Udenta blamed a congruence of overarching forces for substantially de- marketing the South East zone, a situation that eventually opened the space for non-state actors to threaten the region’s social fabric and enviable record as hitherto the most peaceful zone in the country, and thus playing into the hands of those who are not even well disposed to the idea of a Nigerian President of Igbo extraction. There is little doubt that in a complex and diverse polity such as Nigeria’s there are still many who will be clinging on to the steady social decomposition in the region and using that in raising fears in the minds of many over the safety of the country’s unity under a South-East Presidency.

Udenta further contends that the phenomenon of UGM and ESN is intensely disruptive given that these non- state forces have deeply inserted themselves into the region’s physical domain and spiritual core in combination with possibly fifth columnists and false flag operatives is rendering the South-East almost ungovernable, with ungoverned space growing and faultlines also escalating. Udenta thus underscores the noted tension between a region in the throes of convulsive social eruption and the shrewd calculation of a political party that wants to win election with massive voter turn out deciding to invest its fortunes in the hands of a presidential candidate from such a potentially vote suppressed environment.

The logical sequencing of Udenta’s political thought is thus clear with a dialectical trajectory that is easy to underscore: the perfidy of the Southern political elite in obfuscating the SE zone’s specific clarion call on power rotation. Udenta thus implied that the South West hegemonic bloc that benefitted from the South East sacrifices in 1998- 1999 is morally disqualified from contesting the 2023 presidential election, and debilitating SE environmental circumstances that could circumvent and scuttle its regional presidential aspiration.

In this developing scenario Udenta’s strategic calculation is for the South East to begin the process of negotiating its political future and thus mainstreaming its core regional interests in the post 2023 dispensation by partnering with Gov Bala Mohammed in a handshake between two politically depressed zones in relation to the exercise of presidential power and not wait till it’s too late and end up with bitter, had- we -known regret. In essence, the logic of Udenta’s political thought privileges the flowering of South- East presidential aspiration failing which the embrace of Bala Mohammed’s progressive politics of accommodation and inclusion is the next best thing for the South-East region.

Professor Udenta’s frank portrayal of the South-East political condition is intriguing.
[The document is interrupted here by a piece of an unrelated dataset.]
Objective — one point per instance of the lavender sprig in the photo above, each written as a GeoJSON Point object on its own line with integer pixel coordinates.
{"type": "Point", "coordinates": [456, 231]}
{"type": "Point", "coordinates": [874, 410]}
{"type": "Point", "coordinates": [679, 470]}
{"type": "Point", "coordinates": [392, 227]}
In the face of all this, can anybody factually fault Professor Udenta’s compelling argument about the doublespeak of Southern political leaders, the growing political hegemony of the South West and North West, the decomposition of the South East social, political and economic fabric, the haunting reality that the two major political parties may indeed by- pass the zone in the selection of their presidential candidate and the need for a rearguard political strategy that produces an acceptable political outcome for the South-East, post 2023 by providing the plank on which to build for a more empowered political future in no distant time.Time, which is already in its nick, shall tell.